¹ Department of Virology, Erasmus Medical Center, PO Box 2040, 3000 CA Rotterdam, The Netherlands
² Center for Infectious Disease Dynamics, Department of Biology, The Pennsylvania State University, Mueller Laboratory, University Park, PA 16802, USA
³ Fogarty International Center, National Institutes of Health, Bethesda, MD 20892, USA

Correspondence
Ron A. M. Fouchier
r.fouchier{at}erasmusmc.nl

Human (HMPV) and avian (AMPV) metapneumoviruses are closely related viruses that cause respiratory tract illnesses in humans and birds, respectively. Although HMPV was first discovered in 2001, retrospective studies have shown that HMPV has been circulating in humans for at least 50 years. AMPV was first isolated in the 1970s, and can be classified into four subgroups, A–D. AMPV subgroup C is more closely related to HMPV than to any other AMPV subgroup, suggesting that HMPV has emerged from AMPV-C upon zoonosis. Presently, at least four genetic lineages of HMPV circulate in human populations – A1, A2, B1 and B2 – of which lineages A and B are antigenically distinct. We used a Bayesian Markov Chain Monte Carlo (MCMC) framework to determine the evolutionary and epidemiological dynamics of HMPV and AMPV-C. The rates of nucleotide substitution, relative genetic diversity and time to the most recent common ancestor (TMRCA) were estimated using large sets of sequences of the nucleoprotein, the fusion protein and attachment protein genes. The sampled genetic diversity of HMPV was found to have arisen within the past 119–133 years, with consistent results across all three genes, while the TMRCA for HMPV and AMPV-C was estimated to have existed around 200 years ago.
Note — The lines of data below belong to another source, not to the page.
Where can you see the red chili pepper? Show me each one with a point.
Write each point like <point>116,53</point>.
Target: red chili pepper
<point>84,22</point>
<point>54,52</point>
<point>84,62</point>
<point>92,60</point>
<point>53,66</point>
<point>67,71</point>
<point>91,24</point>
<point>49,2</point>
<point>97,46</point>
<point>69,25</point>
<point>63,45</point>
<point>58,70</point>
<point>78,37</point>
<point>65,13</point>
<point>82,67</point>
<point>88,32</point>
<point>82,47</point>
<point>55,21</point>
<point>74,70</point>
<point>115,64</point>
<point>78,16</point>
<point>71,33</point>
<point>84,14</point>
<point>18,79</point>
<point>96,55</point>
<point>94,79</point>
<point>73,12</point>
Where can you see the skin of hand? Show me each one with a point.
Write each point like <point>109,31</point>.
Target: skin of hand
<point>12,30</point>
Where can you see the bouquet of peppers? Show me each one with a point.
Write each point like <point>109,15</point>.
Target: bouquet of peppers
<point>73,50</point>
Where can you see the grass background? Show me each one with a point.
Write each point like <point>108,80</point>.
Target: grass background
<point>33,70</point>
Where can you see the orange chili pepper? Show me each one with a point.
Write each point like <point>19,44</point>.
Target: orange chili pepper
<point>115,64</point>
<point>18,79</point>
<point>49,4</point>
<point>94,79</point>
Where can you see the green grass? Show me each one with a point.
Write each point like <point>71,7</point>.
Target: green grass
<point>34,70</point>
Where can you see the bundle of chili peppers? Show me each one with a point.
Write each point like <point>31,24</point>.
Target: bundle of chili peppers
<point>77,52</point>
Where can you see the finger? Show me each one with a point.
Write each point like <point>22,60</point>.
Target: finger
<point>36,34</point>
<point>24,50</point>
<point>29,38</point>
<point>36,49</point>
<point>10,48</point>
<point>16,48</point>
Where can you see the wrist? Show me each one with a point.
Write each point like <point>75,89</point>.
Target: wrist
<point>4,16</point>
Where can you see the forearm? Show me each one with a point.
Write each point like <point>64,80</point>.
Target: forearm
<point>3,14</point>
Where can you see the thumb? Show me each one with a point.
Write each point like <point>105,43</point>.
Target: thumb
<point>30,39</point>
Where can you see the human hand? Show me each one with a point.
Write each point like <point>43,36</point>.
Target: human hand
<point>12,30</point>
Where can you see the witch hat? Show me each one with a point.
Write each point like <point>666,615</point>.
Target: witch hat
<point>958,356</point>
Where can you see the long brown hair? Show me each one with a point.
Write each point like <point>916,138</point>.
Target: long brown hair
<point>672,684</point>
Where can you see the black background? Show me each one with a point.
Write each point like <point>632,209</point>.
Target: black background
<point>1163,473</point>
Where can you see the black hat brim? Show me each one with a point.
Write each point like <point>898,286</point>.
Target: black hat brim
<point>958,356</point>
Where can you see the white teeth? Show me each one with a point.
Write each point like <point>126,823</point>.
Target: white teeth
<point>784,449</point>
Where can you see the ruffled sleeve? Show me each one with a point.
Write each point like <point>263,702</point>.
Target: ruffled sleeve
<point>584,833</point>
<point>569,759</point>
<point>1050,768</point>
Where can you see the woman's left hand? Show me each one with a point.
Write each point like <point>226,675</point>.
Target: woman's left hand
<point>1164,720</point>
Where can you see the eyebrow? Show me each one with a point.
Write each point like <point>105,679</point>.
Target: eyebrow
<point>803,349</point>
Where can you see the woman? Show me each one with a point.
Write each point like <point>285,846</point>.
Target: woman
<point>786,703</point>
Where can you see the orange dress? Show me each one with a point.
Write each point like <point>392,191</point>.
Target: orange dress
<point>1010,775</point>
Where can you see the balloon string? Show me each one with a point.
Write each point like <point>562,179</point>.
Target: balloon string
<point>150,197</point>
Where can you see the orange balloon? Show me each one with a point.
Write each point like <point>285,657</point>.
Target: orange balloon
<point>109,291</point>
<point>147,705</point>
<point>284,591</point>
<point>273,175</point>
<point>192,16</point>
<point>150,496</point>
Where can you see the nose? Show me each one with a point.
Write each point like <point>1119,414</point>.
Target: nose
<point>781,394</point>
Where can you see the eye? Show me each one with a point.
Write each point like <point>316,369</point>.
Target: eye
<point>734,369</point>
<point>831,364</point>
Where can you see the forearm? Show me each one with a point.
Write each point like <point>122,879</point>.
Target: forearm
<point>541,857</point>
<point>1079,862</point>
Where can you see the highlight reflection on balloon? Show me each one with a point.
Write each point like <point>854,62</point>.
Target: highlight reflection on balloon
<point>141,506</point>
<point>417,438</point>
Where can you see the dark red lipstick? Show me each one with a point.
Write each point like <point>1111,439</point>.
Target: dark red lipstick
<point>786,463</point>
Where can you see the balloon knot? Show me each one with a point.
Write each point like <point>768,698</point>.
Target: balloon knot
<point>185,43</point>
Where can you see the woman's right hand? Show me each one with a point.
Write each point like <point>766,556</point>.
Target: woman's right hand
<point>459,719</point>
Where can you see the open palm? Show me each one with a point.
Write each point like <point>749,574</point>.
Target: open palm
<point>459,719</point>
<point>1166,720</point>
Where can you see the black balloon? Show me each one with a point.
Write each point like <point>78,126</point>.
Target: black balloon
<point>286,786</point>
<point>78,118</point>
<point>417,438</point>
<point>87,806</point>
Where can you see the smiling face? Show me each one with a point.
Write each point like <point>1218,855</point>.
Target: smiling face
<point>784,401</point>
The relative genetic diversity observed in the four HMPV lineages was low, most likely reflecting continual population bottlenecks, with only limited evidence for positive selection.

Published online ahead of print on 25 September 2008 as DOI 10.1099/vir.0.2008/006957-0.

The GenBank/EMBL/DDBJ accession numbers for the sequences reported in this paper are FJ168778 and FJ168779.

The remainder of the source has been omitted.